By Caitlin Kelly
How often — ever? — do you welcome guests into your home?
In some cultures, it’s normal to ask even people you don’t know very well in for a drink or a meal or to spend the night. In others, people can take years before they decide to open the door to you.
As the holiday season starts in the U.S. with Thanksgiving, thousands of people will be visiting friends and family, settling into unfamiliar beds, padding down the hallway to a new bathroom and wondering how best to behave.
I love having people come for dinner and our sofa is well-worn from the many visits we’ve had, sometimes for a week or more, from family and out-of-town friends. (We live and work in a one-bedroom apartment. I’d kill for a proper guest room!)
I love the intimacy of spending time in someone’s home and they in mine. You get to see their family photos (or lack of same), their choices of art and design, their books. Every fridge’s contents is a revelation. (You’ll always find maple syrup, eggs and half-and-half in ours.)
I love the ease of a morning spent in pajamas reading the paper or sitting by the evening fire at my Dad’s house, settling in. There’s no rush to get out of a crowded, noisy cafe or restaurant, no bill, no harried waiter or busboy.
In a few days together, you’ve got time. Time to drop and return to a deeper or more difficult conversation or to discuss things you never get to in all those quick meetings — who they first loved or what they studied in college or why they love Mozart so much.
One of the members of our jazz dance class recently had us over for a post-class hot tub session (bliss!) and lunch.
It was the most fun I’d had in a long time. Seven of us squished into the hot tub, the first time I’d seen any of us not in our workout clothes. Lunch became a hilarious and occasionally R-rated conversation that revealed all sorts of new things about one another.
It was, I later realized, a true gift.
It takes time, energy, planning and an open heart to welcome people into your home. (Tidying it up can feel like too much of a chore.)
If you’ve got multiple small children, it can simply feel impossible.
But what a pleasure to sit in someone’s home, to see their taste, to enjoy their cooking and conversation.
Now that we all live so virtually most of the time, being in someone else’s space feels more important to me than ever.
We’ll be driving five hours from New York to suburban D.C. to visit friends there for Thanksgiving. Dear friends, they’ve welcomed us into their home many times before, so we know their enormous dog will be at the door, soon shedding blond fur all over our New York uniform of black clothing. We know their fridge will be full and that it’s OK to raid it.

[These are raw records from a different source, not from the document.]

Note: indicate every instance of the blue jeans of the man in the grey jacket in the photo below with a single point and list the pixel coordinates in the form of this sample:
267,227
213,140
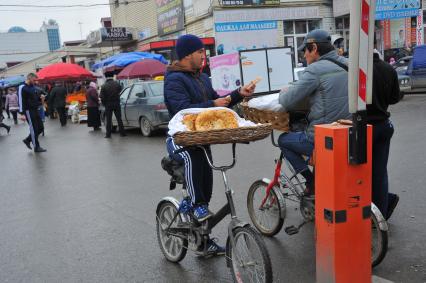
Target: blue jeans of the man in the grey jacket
293,146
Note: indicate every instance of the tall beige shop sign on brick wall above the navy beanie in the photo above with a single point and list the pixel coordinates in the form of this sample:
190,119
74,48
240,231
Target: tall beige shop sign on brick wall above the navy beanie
170,16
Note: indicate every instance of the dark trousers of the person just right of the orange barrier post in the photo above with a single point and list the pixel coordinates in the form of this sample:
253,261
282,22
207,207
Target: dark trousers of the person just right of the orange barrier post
382,134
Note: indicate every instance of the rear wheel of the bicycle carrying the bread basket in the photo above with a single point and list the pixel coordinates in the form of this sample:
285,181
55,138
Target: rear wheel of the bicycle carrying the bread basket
173,247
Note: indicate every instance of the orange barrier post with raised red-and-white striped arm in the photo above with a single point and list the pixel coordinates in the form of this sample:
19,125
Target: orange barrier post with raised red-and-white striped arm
343,168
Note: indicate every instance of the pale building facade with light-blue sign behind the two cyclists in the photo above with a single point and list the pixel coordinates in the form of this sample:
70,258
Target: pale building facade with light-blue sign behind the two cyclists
231,24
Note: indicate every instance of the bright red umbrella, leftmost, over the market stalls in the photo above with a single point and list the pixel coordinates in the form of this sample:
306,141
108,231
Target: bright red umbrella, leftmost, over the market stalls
64,71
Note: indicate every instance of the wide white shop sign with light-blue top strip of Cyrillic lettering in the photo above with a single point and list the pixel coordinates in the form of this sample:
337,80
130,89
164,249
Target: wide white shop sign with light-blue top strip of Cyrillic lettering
236,36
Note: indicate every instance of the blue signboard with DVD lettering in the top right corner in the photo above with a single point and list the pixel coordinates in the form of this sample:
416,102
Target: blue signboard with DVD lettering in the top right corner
394,9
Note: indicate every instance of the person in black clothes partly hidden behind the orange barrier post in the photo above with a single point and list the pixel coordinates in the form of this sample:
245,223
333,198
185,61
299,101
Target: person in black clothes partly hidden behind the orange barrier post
385,92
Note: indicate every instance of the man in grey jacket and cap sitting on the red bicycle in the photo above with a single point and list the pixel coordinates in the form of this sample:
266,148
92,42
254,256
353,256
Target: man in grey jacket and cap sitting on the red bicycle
324,85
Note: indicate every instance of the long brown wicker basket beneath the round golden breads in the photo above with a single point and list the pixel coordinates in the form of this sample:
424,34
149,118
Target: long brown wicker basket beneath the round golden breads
238,135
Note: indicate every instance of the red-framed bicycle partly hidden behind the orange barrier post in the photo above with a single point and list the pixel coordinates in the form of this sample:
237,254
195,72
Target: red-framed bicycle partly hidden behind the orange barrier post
266,203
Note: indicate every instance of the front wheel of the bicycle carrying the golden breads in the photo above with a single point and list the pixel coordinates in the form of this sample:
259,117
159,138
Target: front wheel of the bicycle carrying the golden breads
249,257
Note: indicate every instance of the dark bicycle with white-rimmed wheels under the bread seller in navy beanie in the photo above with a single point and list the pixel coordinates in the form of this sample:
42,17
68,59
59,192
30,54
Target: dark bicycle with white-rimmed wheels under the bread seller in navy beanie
178,230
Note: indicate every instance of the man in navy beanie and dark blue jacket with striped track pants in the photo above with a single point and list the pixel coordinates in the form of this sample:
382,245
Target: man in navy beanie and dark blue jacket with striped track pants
186,87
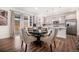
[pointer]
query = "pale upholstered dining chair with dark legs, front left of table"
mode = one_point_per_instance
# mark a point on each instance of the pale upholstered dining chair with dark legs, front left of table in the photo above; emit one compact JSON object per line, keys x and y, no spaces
{"x":26,"y":38}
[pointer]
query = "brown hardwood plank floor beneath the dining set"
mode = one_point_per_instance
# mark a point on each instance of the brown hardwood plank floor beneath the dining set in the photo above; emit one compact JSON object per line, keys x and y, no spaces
{"x":62,"y":45}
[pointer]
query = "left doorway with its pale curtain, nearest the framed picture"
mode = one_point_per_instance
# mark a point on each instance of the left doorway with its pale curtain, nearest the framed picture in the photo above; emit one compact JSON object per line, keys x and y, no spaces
{"x":15,"y":24}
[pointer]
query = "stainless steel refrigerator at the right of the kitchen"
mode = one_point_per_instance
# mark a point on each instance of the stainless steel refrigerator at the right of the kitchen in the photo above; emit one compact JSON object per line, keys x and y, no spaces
{"x":71,"y":27}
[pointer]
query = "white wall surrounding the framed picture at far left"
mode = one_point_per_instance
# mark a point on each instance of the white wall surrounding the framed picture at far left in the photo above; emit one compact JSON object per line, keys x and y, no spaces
{"x":4,"y":30}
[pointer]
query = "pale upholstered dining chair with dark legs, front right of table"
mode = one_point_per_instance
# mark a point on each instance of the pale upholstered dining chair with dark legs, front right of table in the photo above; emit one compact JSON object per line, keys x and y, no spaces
{"x":50,"y":38}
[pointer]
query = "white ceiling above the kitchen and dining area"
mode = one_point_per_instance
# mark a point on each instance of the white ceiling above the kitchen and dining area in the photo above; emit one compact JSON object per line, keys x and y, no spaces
{"x":48,"y":10}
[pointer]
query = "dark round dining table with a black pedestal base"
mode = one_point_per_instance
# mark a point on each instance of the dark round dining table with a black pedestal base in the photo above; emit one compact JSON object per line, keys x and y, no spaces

I look forward to helping my friend prepare the meal for all her family.
And — talk about unlikely! — I recently expressed a vague wish to learn to play the cello. I don’t even know how to read music and the only instrument I played in earlier life was the guitar.
My friend has a cello she’s going to let me try when we’re at her house. What a moment that’s likely to be. (Dog runs away in terror.)
Who will you welcome into your home this season?
Are you looking forward to it, dreading it — or avoiding it altogether?